趣味としてのサンデー料理は作る楽しさと食べる美味しさの両立が必要 - 現身日和 【うつせみびより】

趣味としてのサンデー料理は作る楽しさと食べる美味しさの両立が必要

洋風サンデー

PENTAX K100D+smc Takumar 50mm f1.4



 先週は和食だったから今週は洋食にしたかった。料理というものがメニュー決定の困難さとの戦いであり、飽きとの戦いであるということも最近だいぶ分かってきた。性格的にも同じものばかり作っていると飽きる。一週間に一度でこれだから、毎日食事を作ってる主婦の人はどれだけ大変か。世の中のお父さんも月に一度くらいは料理をするといいと思う。そうすれば、毎日の夕飯のありがたみがよく分かって、いっそう美味しく食べられるようになるから。
 洋食というのはすんなり決まったものの、その先がやっぱり苦労する。特に2品決まって3品目が難しい。なかなかアイディアが出てこなくて、たいていここで時間を食うことになる。
 今回もそうだった。白身魚のピカタとジャガイモとカニかまというところまではすぐに決まったのにその先が決まらなかった。最終的にはホワイトソースを食べたいというのと、ピカタでくぐらせた溶き卵が無駄になるということでオムレツに落ち着いたのだった。

 ピカタというのは、溶き卵を絡めて焼いた料理というようなぼんやりしたイメージだったのだけど、調べてみたらイタリア料理のひとつで、小麦粉をつけた肉などにパルメザンチーズを混ぜた溶き卵を絡めてソテーしたものをいうんだそうだ。日本ではもう少し広い意味で使われていると思う。肉以外にも魚や豆腐などでも卵を絡めたものはピカタと呼んでいる。
 今回は白身魚を使った。切り身2枚を塩、コショウして、間に大葉ととろけるスライスチーズを挟んで、小麦をまぶして、溶き卵で絡めて、フライパンでバター蒸し焼きにした。重ねてある分、火が通りにくいので、弱火でじっくり焼いていく。
 ソースは、オリーブオイル、白ワイン、粉チーズ、しょう油、からし、塩、コショウ、砂糖を混ぜたものをひと煮立ちさせて、そこにマヨネーズを混ぜ込んで作った。
 最後に青のりを振りかければ完成となる。写真の左手前がそうだ。
 これは作る前から美味しいと分かっていた。白身魚とチーズの相性はいいし、大葉は初の試みだったけど組み合わせとしては問題ない。ソースもしょう油ベースにからしとマヨネーズはよく合う。
 魚の代わりに鶏肉でも味付けは同じでいいと思う。見た目もちょっと洒落てるし、おもてなし料理にもいいかもしれない。大人にも子供にも受けそうだ。

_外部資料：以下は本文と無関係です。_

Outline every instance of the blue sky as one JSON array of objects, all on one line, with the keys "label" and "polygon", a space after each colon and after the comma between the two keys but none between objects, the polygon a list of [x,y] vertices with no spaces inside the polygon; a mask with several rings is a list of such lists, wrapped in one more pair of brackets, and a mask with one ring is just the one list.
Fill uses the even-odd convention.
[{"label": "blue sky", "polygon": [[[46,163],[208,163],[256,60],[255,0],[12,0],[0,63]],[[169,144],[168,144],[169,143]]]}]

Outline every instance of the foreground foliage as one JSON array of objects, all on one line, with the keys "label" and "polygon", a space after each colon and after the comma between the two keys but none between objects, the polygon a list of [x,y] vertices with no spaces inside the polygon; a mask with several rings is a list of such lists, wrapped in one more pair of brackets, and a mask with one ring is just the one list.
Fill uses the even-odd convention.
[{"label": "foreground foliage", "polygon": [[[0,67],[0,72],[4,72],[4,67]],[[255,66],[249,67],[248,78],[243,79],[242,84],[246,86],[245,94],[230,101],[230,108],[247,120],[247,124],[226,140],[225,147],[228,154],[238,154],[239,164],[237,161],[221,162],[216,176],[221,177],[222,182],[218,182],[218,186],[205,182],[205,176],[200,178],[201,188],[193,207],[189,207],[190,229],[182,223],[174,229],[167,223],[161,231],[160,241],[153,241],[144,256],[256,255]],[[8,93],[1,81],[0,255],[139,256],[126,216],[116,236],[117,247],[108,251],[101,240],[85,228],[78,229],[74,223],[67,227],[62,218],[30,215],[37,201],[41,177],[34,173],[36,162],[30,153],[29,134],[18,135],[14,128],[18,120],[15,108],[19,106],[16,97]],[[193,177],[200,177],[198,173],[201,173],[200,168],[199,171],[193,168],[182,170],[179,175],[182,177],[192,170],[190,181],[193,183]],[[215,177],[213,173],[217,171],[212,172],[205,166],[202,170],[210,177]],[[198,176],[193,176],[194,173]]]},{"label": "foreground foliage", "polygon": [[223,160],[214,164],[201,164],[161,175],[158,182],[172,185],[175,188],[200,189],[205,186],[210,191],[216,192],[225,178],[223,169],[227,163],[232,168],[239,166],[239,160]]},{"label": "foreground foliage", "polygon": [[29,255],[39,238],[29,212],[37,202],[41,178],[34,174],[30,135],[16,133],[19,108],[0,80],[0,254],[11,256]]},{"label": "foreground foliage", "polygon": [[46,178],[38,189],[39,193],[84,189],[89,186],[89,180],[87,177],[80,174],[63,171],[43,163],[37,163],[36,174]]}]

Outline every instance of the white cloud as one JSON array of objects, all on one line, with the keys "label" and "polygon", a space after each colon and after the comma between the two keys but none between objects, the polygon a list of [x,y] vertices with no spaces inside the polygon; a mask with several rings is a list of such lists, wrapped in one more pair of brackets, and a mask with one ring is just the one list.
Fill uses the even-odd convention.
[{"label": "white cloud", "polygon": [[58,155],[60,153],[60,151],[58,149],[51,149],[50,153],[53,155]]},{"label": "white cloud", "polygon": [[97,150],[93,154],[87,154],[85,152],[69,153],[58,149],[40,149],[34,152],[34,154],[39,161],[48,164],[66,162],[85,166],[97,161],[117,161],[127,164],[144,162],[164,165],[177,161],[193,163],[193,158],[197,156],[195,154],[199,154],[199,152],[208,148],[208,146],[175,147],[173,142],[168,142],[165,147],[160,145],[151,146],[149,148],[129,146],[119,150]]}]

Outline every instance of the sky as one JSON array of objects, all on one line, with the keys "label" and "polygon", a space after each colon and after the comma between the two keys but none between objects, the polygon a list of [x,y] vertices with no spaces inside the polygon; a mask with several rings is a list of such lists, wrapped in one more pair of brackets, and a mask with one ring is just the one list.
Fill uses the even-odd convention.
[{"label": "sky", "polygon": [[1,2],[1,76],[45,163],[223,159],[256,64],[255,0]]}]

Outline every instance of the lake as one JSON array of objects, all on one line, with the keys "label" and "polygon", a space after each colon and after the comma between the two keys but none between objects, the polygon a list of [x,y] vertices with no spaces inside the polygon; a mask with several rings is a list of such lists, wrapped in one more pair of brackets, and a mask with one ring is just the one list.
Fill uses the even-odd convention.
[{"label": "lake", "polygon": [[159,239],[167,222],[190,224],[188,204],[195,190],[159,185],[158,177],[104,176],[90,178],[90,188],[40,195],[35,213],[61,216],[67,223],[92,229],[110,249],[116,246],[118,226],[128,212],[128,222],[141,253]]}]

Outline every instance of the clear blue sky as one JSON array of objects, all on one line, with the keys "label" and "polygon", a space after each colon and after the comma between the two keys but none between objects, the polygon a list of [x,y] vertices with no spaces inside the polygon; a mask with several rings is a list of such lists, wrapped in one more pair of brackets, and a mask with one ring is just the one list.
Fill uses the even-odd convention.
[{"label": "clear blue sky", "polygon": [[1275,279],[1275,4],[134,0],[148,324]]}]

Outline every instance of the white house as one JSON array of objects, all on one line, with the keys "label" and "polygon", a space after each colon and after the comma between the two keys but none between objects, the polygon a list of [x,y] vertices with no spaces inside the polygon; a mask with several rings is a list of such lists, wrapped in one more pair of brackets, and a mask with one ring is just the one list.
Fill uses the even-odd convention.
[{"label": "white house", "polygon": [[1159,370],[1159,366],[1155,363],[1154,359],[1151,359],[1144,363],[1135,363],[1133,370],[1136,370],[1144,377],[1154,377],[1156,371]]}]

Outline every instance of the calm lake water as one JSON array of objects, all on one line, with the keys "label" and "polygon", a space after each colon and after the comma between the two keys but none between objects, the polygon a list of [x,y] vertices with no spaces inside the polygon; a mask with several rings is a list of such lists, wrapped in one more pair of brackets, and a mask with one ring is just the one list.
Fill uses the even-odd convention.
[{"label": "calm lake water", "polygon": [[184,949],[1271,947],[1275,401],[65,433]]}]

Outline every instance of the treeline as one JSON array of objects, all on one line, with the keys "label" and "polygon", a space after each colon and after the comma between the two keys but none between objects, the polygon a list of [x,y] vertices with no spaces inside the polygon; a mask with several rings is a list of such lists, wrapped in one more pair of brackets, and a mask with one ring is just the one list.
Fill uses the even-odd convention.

 奥は、とろとろジャガイモとカニかま煮込み焼きといったような料理だ。
 これはいい方に転ぶか悪い方に転ぶか作ってみるまで分からなかった。結果的には成功だったからよかったけど。
 まずはジャガイモを適当な大きさに切って、たっぷりのオリーブオイルで炒める。その横でお湯を沸かして塩を加える。
 そこにジャガイモを入れ、コンソメの素と塩コショウで味付けをして、じっくり煮込んでいく。煮くずれる寸前まで煮る。完成間近でいったん火を止めて1時間ほど冷ます。ここがポイント。煮込み料理は冷めていく過程で味が染みこんでいくから、一度冷ましてから再加熱した方が味が染みて美味しくなる。カレーやシチューなどもそうだ。
 それとは別にフライパンでタマネギとベーコンを炒める。火が通ったらカニかま、アスパラを加えて、白ワインを振って、塩、コショウ、コンソメの素で味をつける。
 そこにさきほどのジャガイモを投入して焼きを入れたあと、ジャガイモが溶け出した煮汁もひたひたになるくらい入れて少し煮る。
 あえてカニかまを使った意味があるのかと思うかもしれないけど、それは特にない。たまたまカニかまのことを思い出して久しぶりに食べてみたくなっただけだ。贅沢に作るなら本物のカニの身を入れれば更に美味しくなるだろう。
 カニはともかくとして、味が染みこんだとろとろのジャガイモは美味しいので、少し変わり種のジャガイモ料理としてこれはオススメしたい。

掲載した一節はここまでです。